= UBXD8 =

A ubiquitin regulated protein

UBXD8 is a protein in the Ubiquitin regulatory X (UBX) domain-containing protein family. The UBX domain contains many eukaryotic proteins that have similarities in amino acid sequence to the tiny protein modifier ubiquitin. UBXD8 engages in a molecular interaction with p97, a protein that is essential for the degradation of membrane proteins associated with the endoplasmic reticulum (ER) through the proteasome. Ubxd8 possesses a UBA domain, alongside the UBX domain, that could interact with polyubiquitin chains. Additionally, it possesses a UAS domain of undetermined function, and this protein is used as a protein sensor that detects long chain unsaturated fatty acids (FAs), having a vital function in regulating the balance of Fatty Acids within cells to maintain cellular homeostasis.

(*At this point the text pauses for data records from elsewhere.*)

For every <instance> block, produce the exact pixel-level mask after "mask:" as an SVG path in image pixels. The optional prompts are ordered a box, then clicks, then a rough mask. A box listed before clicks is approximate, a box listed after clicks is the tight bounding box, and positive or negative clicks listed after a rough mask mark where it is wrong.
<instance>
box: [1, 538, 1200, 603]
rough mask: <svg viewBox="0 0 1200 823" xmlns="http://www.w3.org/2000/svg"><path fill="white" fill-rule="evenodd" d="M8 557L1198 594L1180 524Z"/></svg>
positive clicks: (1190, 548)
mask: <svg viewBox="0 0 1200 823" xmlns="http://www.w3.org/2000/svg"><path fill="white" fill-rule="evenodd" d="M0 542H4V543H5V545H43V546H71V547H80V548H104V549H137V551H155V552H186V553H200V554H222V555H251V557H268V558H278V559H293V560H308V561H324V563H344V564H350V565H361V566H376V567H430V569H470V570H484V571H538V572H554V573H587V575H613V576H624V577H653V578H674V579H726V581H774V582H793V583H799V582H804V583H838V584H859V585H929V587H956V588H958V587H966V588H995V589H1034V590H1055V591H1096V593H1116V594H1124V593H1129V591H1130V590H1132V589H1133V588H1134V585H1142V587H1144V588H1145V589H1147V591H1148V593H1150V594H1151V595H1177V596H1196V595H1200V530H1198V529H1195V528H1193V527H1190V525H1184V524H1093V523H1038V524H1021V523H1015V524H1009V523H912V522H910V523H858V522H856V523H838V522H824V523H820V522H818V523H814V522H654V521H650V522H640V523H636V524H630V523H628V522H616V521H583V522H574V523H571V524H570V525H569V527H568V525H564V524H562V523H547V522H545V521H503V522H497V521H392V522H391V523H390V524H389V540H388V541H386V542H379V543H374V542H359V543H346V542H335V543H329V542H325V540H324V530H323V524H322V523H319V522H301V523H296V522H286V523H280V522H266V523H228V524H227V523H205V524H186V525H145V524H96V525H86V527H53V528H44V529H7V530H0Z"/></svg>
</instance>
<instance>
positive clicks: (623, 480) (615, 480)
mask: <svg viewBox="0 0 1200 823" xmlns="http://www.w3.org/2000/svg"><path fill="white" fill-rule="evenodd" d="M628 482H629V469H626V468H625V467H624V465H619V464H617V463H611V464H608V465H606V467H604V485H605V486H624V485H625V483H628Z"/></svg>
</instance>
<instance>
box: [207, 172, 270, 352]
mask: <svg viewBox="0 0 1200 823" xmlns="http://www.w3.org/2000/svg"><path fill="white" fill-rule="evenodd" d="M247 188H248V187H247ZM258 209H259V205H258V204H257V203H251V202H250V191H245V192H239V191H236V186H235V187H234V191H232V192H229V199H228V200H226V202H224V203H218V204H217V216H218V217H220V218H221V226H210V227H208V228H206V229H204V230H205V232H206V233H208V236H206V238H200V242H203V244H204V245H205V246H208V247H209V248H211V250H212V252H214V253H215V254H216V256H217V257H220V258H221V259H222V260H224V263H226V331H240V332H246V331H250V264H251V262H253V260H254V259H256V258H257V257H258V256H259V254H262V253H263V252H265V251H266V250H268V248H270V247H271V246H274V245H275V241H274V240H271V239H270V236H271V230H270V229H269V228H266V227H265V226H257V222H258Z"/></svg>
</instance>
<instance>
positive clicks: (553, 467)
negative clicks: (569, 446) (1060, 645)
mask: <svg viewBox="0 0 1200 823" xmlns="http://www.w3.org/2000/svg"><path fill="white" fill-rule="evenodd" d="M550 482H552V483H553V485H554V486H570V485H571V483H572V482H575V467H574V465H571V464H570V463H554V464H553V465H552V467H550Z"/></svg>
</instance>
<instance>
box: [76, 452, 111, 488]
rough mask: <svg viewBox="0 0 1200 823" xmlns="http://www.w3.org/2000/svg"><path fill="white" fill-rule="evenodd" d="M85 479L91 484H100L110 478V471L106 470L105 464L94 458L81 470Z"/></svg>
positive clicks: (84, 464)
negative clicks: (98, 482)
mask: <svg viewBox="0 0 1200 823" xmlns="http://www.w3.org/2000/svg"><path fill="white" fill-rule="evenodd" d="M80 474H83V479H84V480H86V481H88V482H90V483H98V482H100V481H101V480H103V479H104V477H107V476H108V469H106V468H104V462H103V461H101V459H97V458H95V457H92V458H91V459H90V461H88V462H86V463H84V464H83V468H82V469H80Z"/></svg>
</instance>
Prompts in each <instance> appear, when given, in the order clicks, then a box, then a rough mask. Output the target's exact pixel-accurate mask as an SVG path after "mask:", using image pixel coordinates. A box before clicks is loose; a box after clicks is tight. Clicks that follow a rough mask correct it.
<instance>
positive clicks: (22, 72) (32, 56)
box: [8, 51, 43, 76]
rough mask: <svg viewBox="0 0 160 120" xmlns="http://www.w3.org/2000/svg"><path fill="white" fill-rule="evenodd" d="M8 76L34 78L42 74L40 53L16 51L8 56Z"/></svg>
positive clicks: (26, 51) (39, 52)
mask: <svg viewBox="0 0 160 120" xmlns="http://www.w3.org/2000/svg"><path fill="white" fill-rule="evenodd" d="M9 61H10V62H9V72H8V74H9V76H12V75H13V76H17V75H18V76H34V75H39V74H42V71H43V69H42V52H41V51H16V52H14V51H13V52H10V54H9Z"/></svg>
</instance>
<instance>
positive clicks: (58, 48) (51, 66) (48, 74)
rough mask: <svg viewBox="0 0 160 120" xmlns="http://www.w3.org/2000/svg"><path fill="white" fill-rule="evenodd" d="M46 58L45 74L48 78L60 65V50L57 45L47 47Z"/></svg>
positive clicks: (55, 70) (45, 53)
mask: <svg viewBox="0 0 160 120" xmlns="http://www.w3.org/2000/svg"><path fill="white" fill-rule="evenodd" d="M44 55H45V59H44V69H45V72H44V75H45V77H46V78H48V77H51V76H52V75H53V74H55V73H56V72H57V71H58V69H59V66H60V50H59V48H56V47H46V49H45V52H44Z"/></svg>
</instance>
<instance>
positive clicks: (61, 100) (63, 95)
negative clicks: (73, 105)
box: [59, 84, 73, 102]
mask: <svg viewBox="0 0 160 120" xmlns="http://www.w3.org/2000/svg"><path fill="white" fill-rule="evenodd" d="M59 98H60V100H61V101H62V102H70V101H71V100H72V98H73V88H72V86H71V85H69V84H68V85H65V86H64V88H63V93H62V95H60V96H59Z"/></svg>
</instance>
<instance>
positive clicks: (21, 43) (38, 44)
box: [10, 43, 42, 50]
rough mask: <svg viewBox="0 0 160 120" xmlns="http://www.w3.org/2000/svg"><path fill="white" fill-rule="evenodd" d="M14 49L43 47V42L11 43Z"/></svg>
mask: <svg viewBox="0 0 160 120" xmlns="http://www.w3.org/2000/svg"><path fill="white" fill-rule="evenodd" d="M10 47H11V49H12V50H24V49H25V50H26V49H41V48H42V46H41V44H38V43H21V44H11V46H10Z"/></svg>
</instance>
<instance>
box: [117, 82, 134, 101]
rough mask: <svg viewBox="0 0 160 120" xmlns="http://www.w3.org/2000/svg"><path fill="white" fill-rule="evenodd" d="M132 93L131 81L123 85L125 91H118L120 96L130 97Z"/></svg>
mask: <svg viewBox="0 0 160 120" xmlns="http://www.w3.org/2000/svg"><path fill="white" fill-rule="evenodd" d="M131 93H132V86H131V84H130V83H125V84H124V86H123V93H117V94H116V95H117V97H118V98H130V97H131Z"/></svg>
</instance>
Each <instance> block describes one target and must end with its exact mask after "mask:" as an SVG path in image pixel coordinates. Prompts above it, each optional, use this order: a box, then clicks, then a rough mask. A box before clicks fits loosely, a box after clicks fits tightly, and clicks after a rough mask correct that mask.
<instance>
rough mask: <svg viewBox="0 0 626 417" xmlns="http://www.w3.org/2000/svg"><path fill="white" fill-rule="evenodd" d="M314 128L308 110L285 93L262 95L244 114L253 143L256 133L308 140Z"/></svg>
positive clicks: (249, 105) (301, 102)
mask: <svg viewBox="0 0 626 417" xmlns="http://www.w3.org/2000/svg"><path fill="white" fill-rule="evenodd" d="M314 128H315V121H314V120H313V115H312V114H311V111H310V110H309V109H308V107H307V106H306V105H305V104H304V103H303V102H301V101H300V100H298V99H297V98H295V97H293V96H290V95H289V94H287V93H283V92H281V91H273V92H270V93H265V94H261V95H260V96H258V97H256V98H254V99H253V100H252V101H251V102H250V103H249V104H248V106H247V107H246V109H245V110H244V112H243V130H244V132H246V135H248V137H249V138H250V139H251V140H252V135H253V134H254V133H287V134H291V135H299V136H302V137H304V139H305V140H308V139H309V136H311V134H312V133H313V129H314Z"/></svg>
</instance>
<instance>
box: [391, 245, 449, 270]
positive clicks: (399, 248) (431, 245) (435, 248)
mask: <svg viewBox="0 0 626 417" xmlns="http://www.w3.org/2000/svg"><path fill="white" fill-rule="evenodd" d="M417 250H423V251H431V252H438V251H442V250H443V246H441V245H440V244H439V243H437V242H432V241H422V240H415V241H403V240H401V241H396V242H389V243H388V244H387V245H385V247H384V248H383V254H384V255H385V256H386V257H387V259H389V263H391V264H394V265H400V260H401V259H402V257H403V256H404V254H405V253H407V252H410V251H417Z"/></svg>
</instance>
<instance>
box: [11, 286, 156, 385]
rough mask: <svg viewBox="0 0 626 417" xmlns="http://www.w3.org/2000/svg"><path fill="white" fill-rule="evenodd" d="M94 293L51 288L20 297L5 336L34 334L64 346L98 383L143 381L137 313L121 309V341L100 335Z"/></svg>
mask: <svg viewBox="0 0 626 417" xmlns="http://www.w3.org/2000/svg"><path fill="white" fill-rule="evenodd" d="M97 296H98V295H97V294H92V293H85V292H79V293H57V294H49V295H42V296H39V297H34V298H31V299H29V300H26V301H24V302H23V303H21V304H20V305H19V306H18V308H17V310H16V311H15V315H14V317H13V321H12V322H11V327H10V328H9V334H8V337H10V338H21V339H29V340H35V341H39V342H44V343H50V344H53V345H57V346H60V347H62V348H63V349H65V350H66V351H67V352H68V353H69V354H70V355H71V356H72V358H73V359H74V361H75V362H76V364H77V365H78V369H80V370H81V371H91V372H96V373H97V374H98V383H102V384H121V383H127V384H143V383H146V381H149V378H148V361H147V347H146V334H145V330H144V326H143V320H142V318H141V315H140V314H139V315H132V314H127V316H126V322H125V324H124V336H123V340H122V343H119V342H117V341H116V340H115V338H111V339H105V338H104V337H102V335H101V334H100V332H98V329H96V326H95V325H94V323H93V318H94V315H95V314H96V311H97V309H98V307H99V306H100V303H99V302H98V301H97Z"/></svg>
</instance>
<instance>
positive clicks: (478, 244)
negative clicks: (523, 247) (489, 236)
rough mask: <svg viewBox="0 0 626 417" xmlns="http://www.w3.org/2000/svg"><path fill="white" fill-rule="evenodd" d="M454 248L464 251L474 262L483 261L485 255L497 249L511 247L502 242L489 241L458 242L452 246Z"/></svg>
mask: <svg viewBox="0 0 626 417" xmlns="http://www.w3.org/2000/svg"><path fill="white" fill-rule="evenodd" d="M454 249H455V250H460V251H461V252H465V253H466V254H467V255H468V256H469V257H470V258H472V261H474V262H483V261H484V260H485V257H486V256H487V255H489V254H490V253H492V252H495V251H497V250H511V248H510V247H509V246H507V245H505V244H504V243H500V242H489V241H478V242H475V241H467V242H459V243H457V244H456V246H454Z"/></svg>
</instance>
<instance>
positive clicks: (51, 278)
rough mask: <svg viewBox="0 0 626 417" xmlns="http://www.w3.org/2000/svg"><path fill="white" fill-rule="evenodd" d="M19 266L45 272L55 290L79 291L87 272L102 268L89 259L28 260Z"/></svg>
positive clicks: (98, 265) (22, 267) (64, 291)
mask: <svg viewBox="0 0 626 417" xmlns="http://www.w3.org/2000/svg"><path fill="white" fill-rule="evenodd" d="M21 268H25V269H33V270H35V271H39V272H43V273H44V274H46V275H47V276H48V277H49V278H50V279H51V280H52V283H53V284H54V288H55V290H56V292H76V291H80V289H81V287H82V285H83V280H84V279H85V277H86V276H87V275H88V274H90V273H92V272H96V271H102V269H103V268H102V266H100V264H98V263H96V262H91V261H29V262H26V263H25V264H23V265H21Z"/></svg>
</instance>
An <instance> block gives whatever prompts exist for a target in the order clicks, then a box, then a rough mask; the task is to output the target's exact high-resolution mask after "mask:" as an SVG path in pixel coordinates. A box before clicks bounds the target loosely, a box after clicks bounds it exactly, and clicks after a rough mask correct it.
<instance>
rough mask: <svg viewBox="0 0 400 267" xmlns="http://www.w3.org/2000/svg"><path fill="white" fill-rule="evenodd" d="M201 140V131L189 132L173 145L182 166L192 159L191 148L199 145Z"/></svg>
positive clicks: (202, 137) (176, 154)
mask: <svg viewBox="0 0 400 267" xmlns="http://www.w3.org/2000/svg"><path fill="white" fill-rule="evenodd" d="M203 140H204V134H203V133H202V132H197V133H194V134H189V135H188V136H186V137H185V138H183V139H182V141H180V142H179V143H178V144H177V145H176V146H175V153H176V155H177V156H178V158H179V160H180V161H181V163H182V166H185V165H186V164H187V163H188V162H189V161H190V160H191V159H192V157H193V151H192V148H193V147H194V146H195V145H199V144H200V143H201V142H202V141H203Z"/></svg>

== Influence of UBXD8 on lipid droplets ==
The hairpin loop in cell membranes helps Ubxd8 get inside by sensing unsaturated fatty acids (FAs) and controlling the production of triglycerides (TGs). The inhibition of TG synthesis is caused by Ubxd8, which blocks the conversion of diacylglycerols (DAGs) to TGs. However, this inhibition is alleviated when there is an abundance of unsaturated fatty acids. The structure of Ubxd8 is altered by unsaturated FAs, which in turn releases the brake on the synthesis of TG. Ubxd8 contributes to maintaining cellular energy balance by attracting p97/VCP to lipid droplets (LDs) and suppressing the function of adipose triglyceride lipase (ATGL), the enzyme that controls the rate of triacylglycerol breakdown. Moreover, VCP brings UBXD8 to mitochondria, where it participates in the regulation of mitochondrial protein quality. Disruption of UBXD8 gene hinders the breakdown of the pro-survival protein Mcl1 and excessively stimulates the process of mitophagy. To better understand how lipo-toxicity is caused by saturated fatty acids, it might be helpful to learn how Ubxd8 works with unsaturated fatty acids. The inhibitory effect of long-chain unsaturated fatty acids (FAs) on the interaction between Ubxd8 and Insig-1 is due to their ability to obstruct the binding between these two proteins, hence impeding the extraction of Insig-1 from the membrane. This inhibition is independent of the ubiquitination of Insig-1 and occurs after ubiquitination. Without affecting its ubiquitination, unsaturated FAs stabilize Insig-1, and they improve the capacity of sterols to inhibit the proteolytic activation of SREBP-1. The polymerization of the UAS domain of Ubxd8 occurs when it interacts with long-chain unsaturated FAs, which is essential for this process. For the polymerization reaction to be facilitated, the surface area of the UAS domain must be positively charged. The capacity of long-chain unsaturated FAs to stimulate oligomerization of Ubxd8 is hindered by mutations that take place in this specific region.